Develop modules focused on inventory literacy, layout knowledge, wall display logic, product specs, delivery windows, and procedures for changes to orders. Include role plays that simulate real inquiries and require quick decisions to keep operations flowing, while also teaching when to escalate to partners or the company’s escalation desk.
Process for guest help: when a guest seeks assistance, staff should verify inventory in real-time, check pending changes to orders, and propose alternatives; if stock is limited, offer substitutions and time estimates, and if needed route to the appropriate partner for faster resolution.

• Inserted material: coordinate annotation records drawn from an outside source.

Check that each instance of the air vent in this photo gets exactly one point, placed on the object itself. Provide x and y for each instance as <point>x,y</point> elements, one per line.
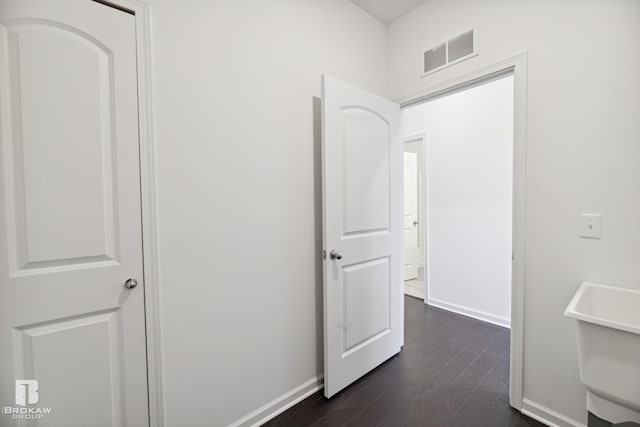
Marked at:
<point>435,58</point>
<point>456,50</point>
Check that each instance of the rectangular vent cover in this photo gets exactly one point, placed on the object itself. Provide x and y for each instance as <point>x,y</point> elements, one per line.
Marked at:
<point>453,51</point>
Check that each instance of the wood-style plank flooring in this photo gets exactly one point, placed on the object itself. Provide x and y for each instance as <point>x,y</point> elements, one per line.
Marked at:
<point>452,371</point>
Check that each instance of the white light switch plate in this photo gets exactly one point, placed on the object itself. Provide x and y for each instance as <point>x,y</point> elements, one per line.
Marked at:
<point>590,226</point>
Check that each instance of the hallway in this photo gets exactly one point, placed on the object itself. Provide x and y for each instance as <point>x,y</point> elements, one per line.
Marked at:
<point>452,371</point>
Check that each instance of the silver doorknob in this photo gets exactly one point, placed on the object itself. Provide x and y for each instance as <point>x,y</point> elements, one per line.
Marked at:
<point>131,283</point>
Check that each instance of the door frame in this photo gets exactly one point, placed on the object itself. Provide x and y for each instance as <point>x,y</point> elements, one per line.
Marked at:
<point>421,138</point>
<point>141,11</point>
<point>516,65</point>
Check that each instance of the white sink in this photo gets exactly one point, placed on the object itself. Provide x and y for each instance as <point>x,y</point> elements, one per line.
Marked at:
<point>608,331</point>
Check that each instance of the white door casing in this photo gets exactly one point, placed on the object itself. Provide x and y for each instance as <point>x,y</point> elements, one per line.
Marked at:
<point>362,214</point>
<point>70,219</point>
<point>410,259</point>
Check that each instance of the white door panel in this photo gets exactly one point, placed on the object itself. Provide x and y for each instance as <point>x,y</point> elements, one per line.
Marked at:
<point>410,216</point>
<point>362,186</point>
<point>70,219</point>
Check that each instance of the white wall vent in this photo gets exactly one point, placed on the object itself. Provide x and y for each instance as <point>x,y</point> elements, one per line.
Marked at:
<point>457,49</point>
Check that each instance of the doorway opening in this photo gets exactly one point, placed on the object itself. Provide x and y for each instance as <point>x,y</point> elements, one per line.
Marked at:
<point>413,217</point>
<point>459,188</point>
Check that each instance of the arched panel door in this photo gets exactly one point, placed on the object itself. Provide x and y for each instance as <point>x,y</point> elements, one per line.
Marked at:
<point>72,334</point>
<point>362,210</point>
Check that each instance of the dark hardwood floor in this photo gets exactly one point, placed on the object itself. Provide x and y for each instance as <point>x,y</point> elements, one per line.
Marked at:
<point>452,371</point>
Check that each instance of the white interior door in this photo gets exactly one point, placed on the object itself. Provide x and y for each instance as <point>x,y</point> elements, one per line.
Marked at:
<point>362,202</point>
<point>410,216</point>
<point>70,216</point>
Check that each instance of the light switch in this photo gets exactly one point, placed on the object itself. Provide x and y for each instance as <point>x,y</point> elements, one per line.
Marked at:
<point>590,226</point>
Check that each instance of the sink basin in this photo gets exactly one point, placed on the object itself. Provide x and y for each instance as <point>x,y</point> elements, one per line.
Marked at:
<point>608,331</point>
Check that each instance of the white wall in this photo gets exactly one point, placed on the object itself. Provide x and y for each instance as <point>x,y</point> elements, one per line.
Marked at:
<point>582,152</point>
<point>469,198</point>
<point>239,191</point>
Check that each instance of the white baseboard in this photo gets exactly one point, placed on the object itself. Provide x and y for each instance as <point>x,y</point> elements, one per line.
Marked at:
<point>280,404</point>
<point>547,416</point>
<point>469,312</point>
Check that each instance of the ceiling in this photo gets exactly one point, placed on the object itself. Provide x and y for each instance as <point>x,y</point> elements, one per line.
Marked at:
<point>387,11</point>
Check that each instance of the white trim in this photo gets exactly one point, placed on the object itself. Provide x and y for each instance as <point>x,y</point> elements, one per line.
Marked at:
<point>547,416</point>
<point>281,403</point>
<point>469,312</point>
<point>517,65</point>
<point>149,206</point>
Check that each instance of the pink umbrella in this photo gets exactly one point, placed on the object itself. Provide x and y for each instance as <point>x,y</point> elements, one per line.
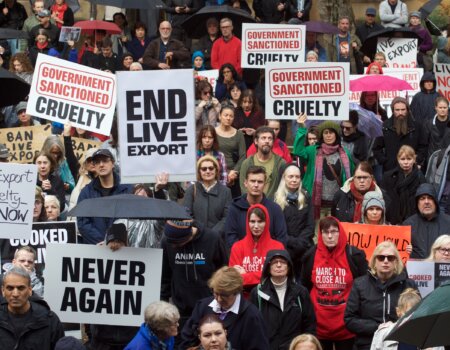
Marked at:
<point>379,82</point>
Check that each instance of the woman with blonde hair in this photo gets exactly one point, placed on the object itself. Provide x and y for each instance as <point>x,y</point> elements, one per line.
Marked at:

Pilots should run in six locations with two-week cycles to validate procedures across rhythms of footfall; track time-to-talk, inventory accuracy, changes to orders, and delivery alignment, adjusting the plan before broad adoption.
Communication cadence includes daily talks with team leads and a weekly review with retailers and other partners to share changes in stock position, order updates, and delivery windows, ensuring all parties stay synchronized.
Umiestnenie | Pilot status | KPIs |
Downtown West Hub | Active pilots; cross-location xmit enabled | Avg assist time 2:45; Inventory accuracy 98.1%; On-time delivery 93%; Orders updated within 12 min |
Riverside East Square | Phase 1 launch | Guest inquiries 115/h; Stock lookup accuracy 97.8%; Fulfillment rate 91% |
Northline Central Square | Testing depth in 2 bays | Substitution rate 3.2%; Returns rate 0.7% |
Sunset Market Square | Limited coverage, rapid escalation | Avg change time 9 min; Delivery window adherence 92% |
Time-to-market plan emphasizes a quick feedback loop: after each shift, teams log changes to layout and wall displays, enabling the company to tweak in-store visuals and shelf replenishment patterns in real time, while maintaining a high sense of control over inventory and partner coordination.